Sunday 20 February 2011

first impressions of The King of Limbs


Last week I pre-ordered the full package, vinyl+CD+artwork+download for £33, and yesterday was the day you could start getting your download, while the rest will arrive by post eventually.
It could have been £3 less choosing to get the download as MP3, but since there was no indication of how these were produced* I thought I'd pay a bit more for the bandwidth and get full-quality Wavs.

And just to give you the full picture, if you don't believe in material things you can get just the MP3 for £6 or just the Wavs for £9. Very fair.




Now before I write anything about the music...

I will also add that I am happy to pay £33 to support the band and get the luxury of vinyl sent to my home, but I wish there was an option to pay an extra £5 to remove the pretentious packaging. I have too many of these fake books or folded cardboard origami that don't fit anywhere with the rest of my music collection and that are absolutely useless at protecting the CD from anything.
We'll see, for the moment I can only comment on the download and this one comes with just the Wav files and a single 5Mb Jpeg of the cover (not even the back cover). So basically I am complaining for the excessive artwork on paper - which I haven't even seen yet, and I am complaining for not enough artwork in the download version. You may say that some people are never happy, and yes I'm one of those people.

Anyway, the record is less than 40 minutes of music across eight regular songs. No strange stuff, the shortest song is 3:13, the longest is 5:20. No self indulgence here, just plain well-crafted songs, and I have come to appreciate that. I'd rather have eight great songs than fourteen average ones.

So how great are these songs? Am I finally going to say something about the music?

I will not go in to a track-by-track critique; the point of this short review is just to give you the elements to choose whether to run and buy it or think about it some more.

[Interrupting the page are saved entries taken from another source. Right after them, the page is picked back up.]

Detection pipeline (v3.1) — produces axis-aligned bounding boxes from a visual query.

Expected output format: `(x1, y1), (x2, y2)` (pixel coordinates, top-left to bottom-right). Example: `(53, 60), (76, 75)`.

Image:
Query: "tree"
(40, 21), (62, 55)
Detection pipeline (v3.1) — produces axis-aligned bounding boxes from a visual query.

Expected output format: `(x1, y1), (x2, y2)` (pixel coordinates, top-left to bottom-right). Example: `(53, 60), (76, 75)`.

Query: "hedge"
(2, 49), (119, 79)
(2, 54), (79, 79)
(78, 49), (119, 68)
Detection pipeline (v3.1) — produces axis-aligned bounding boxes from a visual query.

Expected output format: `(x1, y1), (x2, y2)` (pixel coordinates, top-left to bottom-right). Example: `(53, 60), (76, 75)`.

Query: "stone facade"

I will start by saying that if you weren't a Radiohead fan before this record you will probably remain of the same opinion. Save yourself the money and keep listening to the crap you prefer.

For the rest of us, this is a very good record. There aren't obvious singles, and there isn't much in terms of guitar riffs. But within the 'classic' Radiohead sound there are very interesting new musical elements. The bass lines are fantastic (as they have always been), and underneath the almost predictable distortion, electronic, effects, I hear a very soulful quality to these arrangements. There is a fantastic groove underlying all these songs, and this is what really makes everything work; I can't say how much of that is musicianship and how much is intentional programming, but it's just excellent.
There is a quite liberal use of delays here and there which will get you to wonder if you haven't accidentally started playing two unrelated songs at the same time. Sometimes the drums get in to a positive mess clashing with delays and sequences. No worries, it will all make sense after a while.

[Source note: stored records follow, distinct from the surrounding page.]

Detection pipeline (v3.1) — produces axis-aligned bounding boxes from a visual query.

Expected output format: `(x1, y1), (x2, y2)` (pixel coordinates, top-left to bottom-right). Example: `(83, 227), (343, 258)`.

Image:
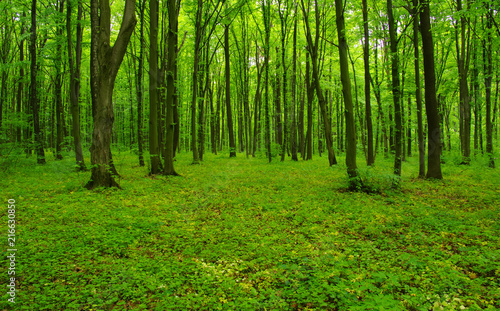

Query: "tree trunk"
(290, 2), (298, 161)
(136, 0), (145, 166)
(387, 0), (402, 178)
(163, 0), (180, 175)
(300, 0), (337, 166)
(86, 0), (136, 189)
(362, 0), (374, 166)
(484, 5), (494, 168)
(224, 22), (236, 158)
(263, 1), (272, 162)
(305, 52), (313, 161)
(334, 0), (358, 186)
(67, 0), (86, 170)
(456, 0), (471, 163)
(412, 0), (425, 177)
(149, 0), (161, 174)
(420, 0), (442, 179)
(30, 0), (45, 164)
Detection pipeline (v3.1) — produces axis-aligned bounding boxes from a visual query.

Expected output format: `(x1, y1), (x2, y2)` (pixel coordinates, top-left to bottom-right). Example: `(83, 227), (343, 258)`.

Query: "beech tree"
(86, 0), (136, 189)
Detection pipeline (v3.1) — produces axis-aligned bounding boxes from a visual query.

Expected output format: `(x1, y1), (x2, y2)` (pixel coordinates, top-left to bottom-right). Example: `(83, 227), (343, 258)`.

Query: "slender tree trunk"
(30, 0), (45, 164)
(162, 0), (180, 175)
(224, 22), (236, 157)
(263, 1), (272, 162)
(412, 0), (425, 177)
(17, 15), (25, 144)
(67, 0), (86, 170)
(190, 0), (203, 164)
(456, 0), (471, 163)
(305, 53), (313, 161)
(387, 0), (402, 178)
(420, 0), (442, 179)
(290, 1), (298, 161)
(334, 0), (358, 186)
(362, 0), (374, 166)
(484, 5), (494, 168)
(136, 0), (145, 166)
(149, 0), (161, 174)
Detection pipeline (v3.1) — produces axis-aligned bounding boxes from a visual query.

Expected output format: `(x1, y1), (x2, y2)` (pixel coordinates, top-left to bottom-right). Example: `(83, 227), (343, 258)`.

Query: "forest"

As I go through the third play of the album from start to end I am definitely starting to 'get' the personality of each song, and I am more and more convinced this is just another great record. Certainly the first (Bloom) and last (Separator) track stand out for me, but each other has something special about it. And as I hear it a fourth time I find that pretty much every song is a gem.

I must confess I sometime wish that the singing was a little (just a little) less... er, dare I say it, whiny.
It's just that at times this trademark style risks overshadowing the song and arrangement, turning each track in what on the surface could be defined like a "typical Radiohead track'. As a matter of fact there is nothing 'typical' about any of these eight songs, and I am very impressed by how the band, after all these years, keeps growing and exploring musically. Somehow I find myself wondering what these songs would like with vocals that try to sound like a Motown record. But the chances of Thom Yorke taking up this challenge are probably as low as Bono taking off those sunglasses (for Christ's sake man!), so I leave it there.

All in all, another great record and a definite must-buy; I could have used having something more like 'a single' (you know, rock stuff, riffs, energy, etc) but the quality of the record overall is too good to complain, so I just stop here and press play one more time.

Fabio Beyer.

Get yours from http://www.thekingoflimbs.com/


*explanation of my comment about "how the MP3 were produced": to cut a long story short, when you produce an MP3 you have more than the choice of bitrate (otherwise known as 'quality'). Depending on the software you use there are many versions of codecs that take care of deciding what to keep and what to throw away of the original material; the end result is still the same MP3 at, say, 320K, but basically a better codec gives you a better result. As a matter of fact I might choose to convert those wavs in AAC format, which work on iThings and sounds better than the best MP3 (they say).